Acudieron a él y también fue tajante con el diagnóstico:
--Está olpiao. Esperad un momento.
Su
madre muy preocupada rezaba entre dientes, pero él como no tenía dolores, lo
encontraba hasta divertido.
Apareció
el doctor con un cubo y una palangana grandes, los colocó junto al chaval, le
bajó los pantalones remendados y le pinchó directamente en el vientre con una
larga aguja. Salió un fuerte chorro de un líquido verdoso y maloliente,
putrefacto, que acabó rebosando los dos recipientes, manchando ligeramente el
chauche del pavimento. No era mal médico don Elpidio.
Se
casó con la Amparo, una mujer muy guapa de gran psicología, después de muchas
broncas con los mozos del pueblo que no permitían que un forastero se llevase a
una de sus chicas. Festejaron varios años, se casaron como dios manda y
tuvieron un hijo. Ahora se han gastado lo único que les quedaba en el alquiler
de la furgoneta por ir en busca de un futuro, de una nueva vida, con un
trabajo y una casa.

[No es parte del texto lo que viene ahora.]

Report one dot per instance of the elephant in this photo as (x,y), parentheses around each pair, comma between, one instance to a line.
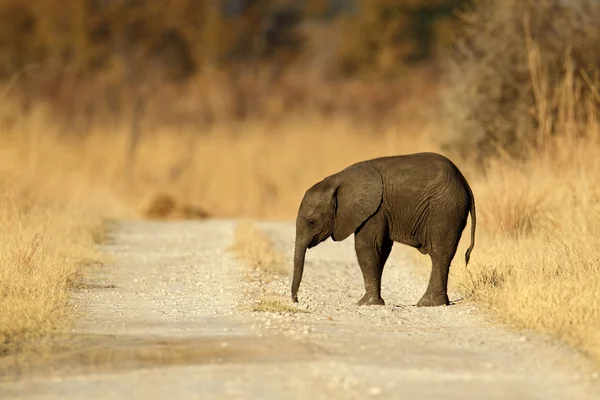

Pero el país está en
guerra y ellos parecen no querer aceptarlo.
Nunca
estuvieron allí antes y no conocen a nadie.
La telefonista, la Trini, les habría buscado alojamiento cuando desde la
capital llamó comunicando que se trasladaba con su mujer y su hijo, que era el
nuevo celador de la zona y no sabía a quién dirigirse.
Ningún
problema, disponían de una planta baja de más de cien metros cuadrados, un
corral grandísimo donde poder criar animales en una calle ancha cerca de la
iglesia y con un alquiler muy asequible.
El
primer bulto que se descargó luego de aflojar las cuerdas, fue el cuadro que
había discurrido por calles, caminos y
carreteras sin que nadie se percatara o pusiese la menor objeción cuando en la
nación se hacían hogueras con los
objetos de culto, religiosos: estatuas, cuadros, reliquias, tallas e
imágenes. Quedó apoyado en la pared,
junto a la puerta de entrada, por donde fueron metiendo en la casa todos los
cachivaches
La
Virgen, ligeramente encorvada, observa la calle vacía, aunque cientos de ojos
ocultos, de miradas furtivas no se pierden el menor movimiento de los recién
llegados.
Se
marchó la camioneta, cerraron la puerta
y el retrato quedó allí, abandonado,
olvidado y un tanto provocativo a tenor de la tónica dominante.
Al
mediodía aparcó delante mismo de la casa el
Canguro con un detenido dentro dejando las calles desiertas a su paso.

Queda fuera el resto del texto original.